Form follows function. This is the principle that the design or shape of something – whether made by humans or in nature – should serve a purpose.
Honey bees’ function is to pollinate plants, make honey, survive and reproduce. Along with other pollinators – birds, moths, butterflies, bats and many more – they are the unsung forces behind much of what people eat, drink and even wear. Animal pollinators are said to contribute to the production of 87 global crops in 200 countries, including 30% of the world’s food crops. Their labours have been valued at around 153 billion euros.
But in one review paper, researchers suggest that at current rates of decline, the world will lose some 40% of its insect species, including bees, over the next few decades. Among the causes are widespread use of pesticides and habitat loss.

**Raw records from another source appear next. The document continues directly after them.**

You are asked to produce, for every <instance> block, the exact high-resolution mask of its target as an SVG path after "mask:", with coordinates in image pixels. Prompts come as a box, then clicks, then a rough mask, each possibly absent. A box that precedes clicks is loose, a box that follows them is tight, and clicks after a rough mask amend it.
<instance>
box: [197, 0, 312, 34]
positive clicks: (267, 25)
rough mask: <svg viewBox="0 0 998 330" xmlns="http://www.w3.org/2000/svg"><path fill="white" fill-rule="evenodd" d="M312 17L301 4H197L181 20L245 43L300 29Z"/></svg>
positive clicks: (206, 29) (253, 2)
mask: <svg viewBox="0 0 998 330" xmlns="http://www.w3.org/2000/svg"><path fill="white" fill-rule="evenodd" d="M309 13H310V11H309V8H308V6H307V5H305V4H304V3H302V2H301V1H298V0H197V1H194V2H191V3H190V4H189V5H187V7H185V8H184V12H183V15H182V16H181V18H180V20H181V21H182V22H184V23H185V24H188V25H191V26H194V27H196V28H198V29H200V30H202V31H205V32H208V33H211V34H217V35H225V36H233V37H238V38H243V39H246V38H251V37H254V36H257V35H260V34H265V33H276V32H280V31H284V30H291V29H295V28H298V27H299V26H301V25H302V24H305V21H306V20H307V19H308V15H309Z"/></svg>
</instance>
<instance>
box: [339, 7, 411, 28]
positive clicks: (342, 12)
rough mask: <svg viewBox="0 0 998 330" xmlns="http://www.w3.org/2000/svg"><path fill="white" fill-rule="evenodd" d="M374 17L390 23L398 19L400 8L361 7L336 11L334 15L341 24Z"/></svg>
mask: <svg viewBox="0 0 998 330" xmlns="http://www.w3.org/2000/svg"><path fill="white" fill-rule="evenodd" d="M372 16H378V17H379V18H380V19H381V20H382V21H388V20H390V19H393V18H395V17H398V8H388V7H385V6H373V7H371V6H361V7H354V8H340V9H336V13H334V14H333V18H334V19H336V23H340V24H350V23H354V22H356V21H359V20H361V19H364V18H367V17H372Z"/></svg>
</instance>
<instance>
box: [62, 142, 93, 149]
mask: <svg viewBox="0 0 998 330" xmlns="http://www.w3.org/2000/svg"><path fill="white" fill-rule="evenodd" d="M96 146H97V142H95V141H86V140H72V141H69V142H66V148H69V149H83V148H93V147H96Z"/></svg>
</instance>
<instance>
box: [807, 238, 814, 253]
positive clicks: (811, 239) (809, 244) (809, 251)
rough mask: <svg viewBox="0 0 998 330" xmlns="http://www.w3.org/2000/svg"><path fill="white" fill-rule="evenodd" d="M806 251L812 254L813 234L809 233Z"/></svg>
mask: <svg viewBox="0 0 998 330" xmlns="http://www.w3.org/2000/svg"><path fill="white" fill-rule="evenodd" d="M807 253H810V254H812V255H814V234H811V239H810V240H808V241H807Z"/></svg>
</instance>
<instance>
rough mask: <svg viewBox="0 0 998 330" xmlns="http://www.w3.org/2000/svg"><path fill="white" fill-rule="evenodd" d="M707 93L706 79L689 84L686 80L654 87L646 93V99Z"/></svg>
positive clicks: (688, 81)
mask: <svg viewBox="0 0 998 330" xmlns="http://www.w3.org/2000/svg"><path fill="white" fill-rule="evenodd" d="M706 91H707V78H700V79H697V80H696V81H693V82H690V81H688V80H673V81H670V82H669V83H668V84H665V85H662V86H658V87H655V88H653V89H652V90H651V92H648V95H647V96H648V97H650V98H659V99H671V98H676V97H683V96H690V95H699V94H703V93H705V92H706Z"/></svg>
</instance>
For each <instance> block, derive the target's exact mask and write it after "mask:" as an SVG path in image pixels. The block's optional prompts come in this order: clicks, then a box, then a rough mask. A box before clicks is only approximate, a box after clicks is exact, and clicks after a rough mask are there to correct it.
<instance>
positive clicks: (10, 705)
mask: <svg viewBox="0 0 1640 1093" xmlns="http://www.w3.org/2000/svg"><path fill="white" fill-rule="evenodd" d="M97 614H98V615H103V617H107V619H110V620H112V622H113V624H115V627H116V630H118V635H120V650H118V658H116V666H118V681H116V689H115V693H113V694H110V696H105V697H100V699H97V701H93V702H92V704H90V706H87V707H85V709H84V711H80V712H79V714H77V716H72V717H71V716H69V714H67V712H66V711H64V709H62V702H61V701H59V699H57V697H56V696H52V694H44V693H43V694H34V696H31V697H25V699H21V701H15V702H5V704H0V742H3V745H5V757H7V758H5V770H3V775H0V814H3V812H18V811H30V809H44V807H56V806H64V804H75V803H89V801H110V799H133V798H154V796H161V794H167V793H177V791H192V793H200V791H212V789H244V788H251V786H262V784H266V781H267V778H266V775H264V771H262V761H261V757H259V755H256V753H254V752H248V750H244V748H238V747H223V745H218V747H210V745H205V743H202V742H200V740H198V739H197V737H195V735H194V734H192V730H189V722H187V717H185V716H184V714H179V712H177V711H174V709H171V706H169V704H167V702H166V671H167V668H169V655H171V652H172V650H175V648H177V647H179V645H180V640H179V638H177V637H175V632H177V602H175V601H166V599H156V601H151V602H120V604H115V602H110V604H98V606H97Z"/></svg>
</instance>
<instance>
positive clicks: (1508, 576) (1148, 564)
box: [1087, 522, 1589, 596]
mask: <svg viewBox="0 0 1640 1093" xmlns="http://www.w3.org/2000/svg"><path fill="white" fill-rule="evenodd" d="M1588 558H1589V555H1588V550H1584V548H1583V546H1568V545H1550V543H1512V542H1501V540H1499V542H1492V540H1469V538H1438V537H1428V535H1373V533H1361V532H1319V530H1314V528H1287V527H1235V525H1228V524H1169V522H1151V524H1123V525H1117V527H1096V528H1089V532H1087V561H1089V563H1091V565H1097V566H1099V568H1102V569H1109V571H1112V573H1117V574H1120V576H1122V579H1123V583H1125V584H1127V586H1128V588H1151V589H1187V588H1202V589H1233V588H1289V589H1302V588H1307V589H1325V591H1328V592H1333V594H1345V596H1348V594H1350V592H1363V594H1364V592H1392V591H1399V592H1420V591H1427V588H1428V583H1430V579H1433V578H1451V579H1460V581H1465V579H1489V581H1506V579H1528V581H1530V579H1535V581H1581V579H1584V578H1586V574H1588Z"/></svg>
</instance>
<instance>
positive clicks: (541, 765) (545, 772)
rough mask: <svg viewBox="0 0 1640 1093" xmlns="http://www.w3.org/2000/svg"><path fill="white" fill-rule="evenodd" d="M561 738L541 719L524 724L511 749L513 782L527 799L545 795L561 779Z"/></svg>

Bee colonies are collapsing around the world. In Europe, a 2012-2014 survey, the first of its kind, by the European Commission estimated that some countries were losing as many as a third of their colonies every year.
The threats to their survival make it urgent to understand the relationship between form and function in honey bees, particularly the sperm of the male bees (drones) – the “flying genitalia” of the bee world, as one researcher described them. That’s because of the way bees mate and reproduce.
Researchers around the world are applying the latest technologies to this project. One technique is computer-aided sperm analysis. This assesses sperm function (its vitality and movement) and its structural parameters. At the comparative spermatology group at the University of the Western Cape in South Africa, we have a particular interest in the structure and movement of insect sperm. We’ve now pioneered the use of fluorescent microscopy in combination with computer-aided sperm analysis for what we believe are superior results.
In addition to motility and velocity, our in-depth analyses provide data on, among other things, the swimming patterns of honey bee sperm. This fluorescent method shows promise and can, we argue, provide baseline data for future studies evaluating honey bee sperm quality.
This matters as we seek to secure the survival of honey bee colonies.
Choosy queen bees
For now, South Africa and African honey bees appear to have been spared the colony losses seen in some parts of the world. This is thanks to the continuing use of traditional beekeeping practices, according to a 2012 report by the United Nations’ Food and Agricultural Organisation.
But the threat, as evidenced by the situation in Europe, can’t be ignored.
There is some urgency to understanding the sperm quality of the honey bee drones because of how long it has to last. Bee queens have limited mating flights. They fly to what’s known as a drone congregation area and mate with multiple drones before heading back to the colony. The queen can store some six million sperm in a specialised sac, the spermatheca, for as long as seven years. Any one queen bee can potentially have around 1.7 million offspring.
So, she needs the best and most resilient sperm she can get. And she will be choosy, shedding some sperm and keeping only what she likes. It’s not known how the queen decides which sperm is chosen or shed.
This is where form and function meet. Honey bee sperm has a very long tail, about 225 micrometres (µm) in length. It dwarfs the tails of the sperm of larger vertebrates, which are typically in the 40-75 µm range.
Why these long tails? Do they aid motility – how strongly and how fast the sperm moves? Are they relevant to the sperm’s longevity in the queen’s sperm sac? Do they determine which sperm the queen decides to hold on to and which to shed?
To answer these questions, we need the right technology.
Technology sheds light
Honey bee sperm are devilishly difficult to study, even with powerful microscopes and tried-and-tested techniques such as phase-contrast microscopy, a technique that allows more contrast in a viewed sample. This has much to do with the sperm’s form and structure. The tails are often tightly coiled in a helix, making it hard to tell which is the tail and which the head of the sperm. Both have about the same width.
Other studies of sperm motility and kinematic parameters – broadly, the direction and range of movement – have tried to work around these blind spots, but at the expense of thorough analysis.
In our first published paper about this work, we explain how we have improved on other sperm analysis systems by using fluorescence. This has also been done successfully in studies of human sperm. Only sperm heads fluoresce – glow brightly – so it is much simpler to distinguish head from tail.
This has allowed us to glean useful insights into sperm concentration among drones. We’ve also been able to confirm the three swimming patterns of sperm: moving in single helices (wound-up), progressively forward snake-like swimmers, and what we describe as groups of helical swimming sperm (as compared to the individual helical swimmers).
Sperm quality has also been put forward as a cause of colony collapse. This sort of research broadens our understanding of sperm quality’s importance for colony health and performance. Researchers elsewhere have suggested that drone quality (which we believe includes sperm quality) and variability in a colony or apiary can be a useful indicator of queen and colony health. It can therefore also be used to identify the effect of, for example, environmental stressors.
Assessing sperm quality as part of drone quality will allow for early detection of such stressors. That will allow for preventive management strategies to avoid colony deterioration.
We still have much to learn about honey bee sperm and colony collapses. But if it means we can aid beekeepers to track colony health, for instance, perhaps we can help to secure the future of this critical pollinator.
The research on which this article is based was co-authored by Master’s student Janice Murray. Mike Allsopp of the Agricultural Research Council helped to collect data in the field.